Japanese mathematician

Masahiko Fujiwara (藤原 正彦; born July 9, 1943, in Shinkyo, Manchukuo) is a Japanese mathematician and writer who is known for his book The Dignity of the Nation. He is a professor emeritus at Ochanomizu University.

==Life==
Masahiko Fujiwara is the son of Jirō Nitta and Tei Fujiwara, who were both authors. He graduated from the University of Tokyo in 1966.

== Biography ==
Masahiko Fujiwara began writing after a two-year position as associate professor at the University of Colorado, with a book Wakaki sugakusha no Amerika designed to explain American campus life to Japanese people. He also wrote about the University of Cambridge, after a year's visit (Harukanaru Kenburijji: Ichi sugakusha no Igirisu). In a popular book on mathematics, he categorized theorems as beautiful theorems or ugly theorems. He is also known in Japan for speaking out against government reforms in secondary education.

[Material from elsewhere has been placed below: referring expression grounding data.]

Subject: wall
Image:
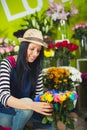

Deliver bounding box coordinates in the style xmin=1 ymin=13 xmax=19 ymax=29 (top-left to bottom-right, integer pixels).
xmin=0 ymin=0 xmax=49 ymax=40
xmin=0 ymin=0 xmax=87 ymax=41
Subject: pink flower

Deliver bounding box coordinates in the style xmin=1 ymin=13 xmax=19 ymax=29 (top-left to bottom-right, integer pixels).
xmin=0 ymin=47 xmax=5 ymax=54
xmin=72 ymin=23 xmax=87 ymax=30
xmin=5 ymin=46 xmax=14 ymax=53
xmin=46 ymin=1 xmax=78 ymax=21
xmin=70 ymin=5 xmax=78 ymax=16
xmin=54 ymin=93 xmax=67 ymax=103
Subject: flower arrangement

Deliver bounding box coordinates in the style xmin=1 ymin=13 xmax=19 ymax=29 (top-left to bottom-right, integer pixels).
xmin=46 ymin=0 xmax=78 ymax=23
xmin=81 ymin=72 xmax=87 ymax=86
xmin=46 ymin=0 xmax=78 ymax=39
xmin=44 ymin=40 xmax=78 ymax=66
xmin=0 ymin=38 xmax=19 ymax=62
xmin=34 ymin=67 xmax=80 ymax=130
xmin=72 ymin=22 xmax=87 ymax=41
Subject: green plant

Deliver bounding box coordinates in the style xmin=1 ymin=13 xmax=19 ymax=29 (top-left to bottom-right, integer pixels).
xmin=72 ymin=22 xmax=87 ymax=41
xmin=20 ymin=12 xmax=53 ymax=37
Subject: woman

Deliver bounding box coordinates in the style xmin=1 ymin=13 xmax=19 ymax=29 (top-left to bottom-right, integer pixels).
xmin=0 ymin=29 xmax=53 ymax=130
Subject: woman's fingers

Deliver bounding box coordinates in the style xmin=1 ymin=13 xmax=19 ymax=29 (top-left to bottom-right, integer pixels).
xmin=33 ymin=102 xmax=54 ymax=116
xmin=41 ymin=111 xmax=53 ymax=116
xmin=38 ymin=102 xmax=53 ymax=115
xmin=41 ymin=102 xmax=53 ymax=108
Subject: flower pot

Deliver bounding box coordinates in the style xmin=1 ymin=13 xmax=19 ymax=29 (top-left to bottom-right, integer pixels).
xmin=43 ymin=57 xmax=56 ymax=68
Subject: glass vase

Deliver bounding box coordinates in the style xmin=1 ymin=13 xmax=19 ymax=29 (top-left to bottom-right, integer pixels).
xmin=79 ymin=36 xmax=87 ymax=58
xmin=57 ymin=20 xmax=67 ymax=40
xmin=43 ymin=57 xmax=56 ymax=68
xmin=57 ymin=58 xmax=70 ymax=67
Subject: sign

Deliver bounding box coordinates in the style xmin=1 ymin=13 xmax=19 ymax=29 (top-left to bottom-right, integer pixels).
xmin=1 ymin=0 xmax=43 ymax=21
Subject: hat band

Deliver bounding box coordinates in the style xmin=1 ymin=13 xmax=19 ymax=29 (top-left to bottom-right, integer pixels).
xmin=24 ymin=37 xmax=43 ymax=43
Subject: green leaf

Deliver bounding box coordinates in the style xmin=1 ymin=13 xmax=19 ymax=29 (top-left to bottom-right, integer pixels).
xmin=42 ymin=117 xmax=48 ymax=124
xmin=67 ymin=119 xmax=74 ymax=129
xmin=47 ymin=116 xmax=54 ymax=122
xmin=67 ymin=100 xmax=74 ymax=111
xmin=66 ymin=117 xmax=74 ymax=129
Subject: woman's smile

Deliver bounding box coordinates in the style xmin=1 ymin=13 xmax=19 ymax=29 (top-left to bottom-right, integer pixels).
xmin=27 ymin=43 xmax=42 ymax=62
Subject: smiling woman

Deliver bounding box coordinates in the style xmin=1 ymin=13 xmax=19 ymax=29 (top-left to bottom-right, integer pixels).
xmin=0 ymin=29 xmax=53 ymax=130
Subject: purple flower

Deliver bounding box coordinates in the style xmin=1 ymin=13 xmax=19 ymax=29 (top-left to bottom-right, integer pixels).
xmin=46 ymin=1 xmax=78 ymax=21
xmin=81 ymin=72 xmax=87 ymax=86
xmin=70 ymin=92 xmax=78 ymax=101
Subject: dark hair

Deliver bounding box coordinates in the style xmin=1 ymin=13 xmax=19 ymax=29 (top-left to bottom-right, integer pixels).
xmin=16 ymin=41 xmax=44 ymax=88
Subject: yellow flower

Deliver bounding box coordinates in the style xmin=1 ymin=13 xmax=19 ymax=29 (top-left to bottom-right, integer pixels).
xmin=54 ymin=78 xmax=58 ymax=83
xmin=44 ymin=49 xmax=55 ymax=57
xmin=54 ymin=85 xmax=58 ymax=89
xmin=65 ymin=91 xmax=72 ymax=98
xmin=49 ymin=74 xmax=54 ymax=79
xmin=43 ymin=67 xmax=73 ymax=91
xmin=63 ymin=79 xmax=68 ymax=83
xmin=46 ymin=93 xmax=54 ymax=102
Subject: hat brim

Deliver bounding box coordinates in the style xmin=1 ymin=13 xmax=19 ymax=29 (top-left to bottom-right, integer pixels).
xmin=18 ymin=38 xmax=47 ymax=47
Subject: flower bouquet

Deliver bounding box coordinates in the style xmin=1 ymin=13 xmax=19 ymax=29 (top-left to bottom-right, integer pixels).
xmin=34 ymin=67 xmax=80 ymax=130
xmin=46 ymin=0 xmax=78 ymax=39
xmin=44 ymin=40 xmax=78 ymax=66
xmin=46 ymin=0 xmax=78 ymax=23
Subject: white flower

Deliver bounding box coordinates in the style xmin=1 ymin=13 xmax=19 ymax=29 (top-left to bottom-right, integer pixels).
xmin=14 ymin=45 xmax=19 ymax=52
xmin=59 ymin=66 xmax=82 ymax=86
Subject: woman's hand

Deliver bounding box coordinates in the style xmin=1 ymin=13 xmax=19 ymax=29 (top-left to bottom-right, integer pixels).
xmin=31 ymin=102 xmax=53 ymax=116
xmin=7 ymin=97 xmax=53 ymax=116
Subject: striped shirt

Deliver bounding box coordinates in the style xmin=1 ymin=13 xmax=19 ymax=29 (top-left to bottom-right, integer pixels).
xmin=0 ymin=58 xmax=44 ymax=107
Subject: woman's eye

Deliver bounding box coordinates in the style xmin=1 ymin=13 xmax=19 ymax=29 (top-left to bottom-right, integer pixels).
xmin=29 ymin=48 xmax=34 ymax=50
xmin=29 ymin=48 xmax=40 ymax=52
xmin=37 ymin=50 xmax=41 ymax=53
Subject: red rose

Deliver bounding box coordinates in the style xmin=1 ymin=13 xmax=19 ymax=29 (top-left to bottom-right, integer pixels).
xmin=47 ymin=43 xmax=55 ymax=49
xmin=67 ymin=43 xmax=78 ymax=52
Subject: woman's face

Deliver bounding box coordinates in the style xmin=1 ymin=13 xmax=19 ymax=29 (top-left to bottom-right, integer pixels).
xmin=26 ymin=43 xmax=42 ymax=63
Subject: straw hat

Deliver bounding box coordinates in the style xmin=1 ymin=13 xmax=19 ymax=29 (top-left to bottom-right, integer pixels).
xmin=18 ymin=29 xmax=47 ymax=47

He wrote The Dignity of the Nation, which according to Time Asia was the second best selling book in the first six months of 2006 in Japan.

In 2006, Fujiwara published Yo ni mo utsukushii sugaku nyumon ("An Introduction to the World's Most Elegant Mathematics") with the writer Yōko Ogawa: it is a dialogue between novelist and mathematician on the extraordinary beauty of numbers.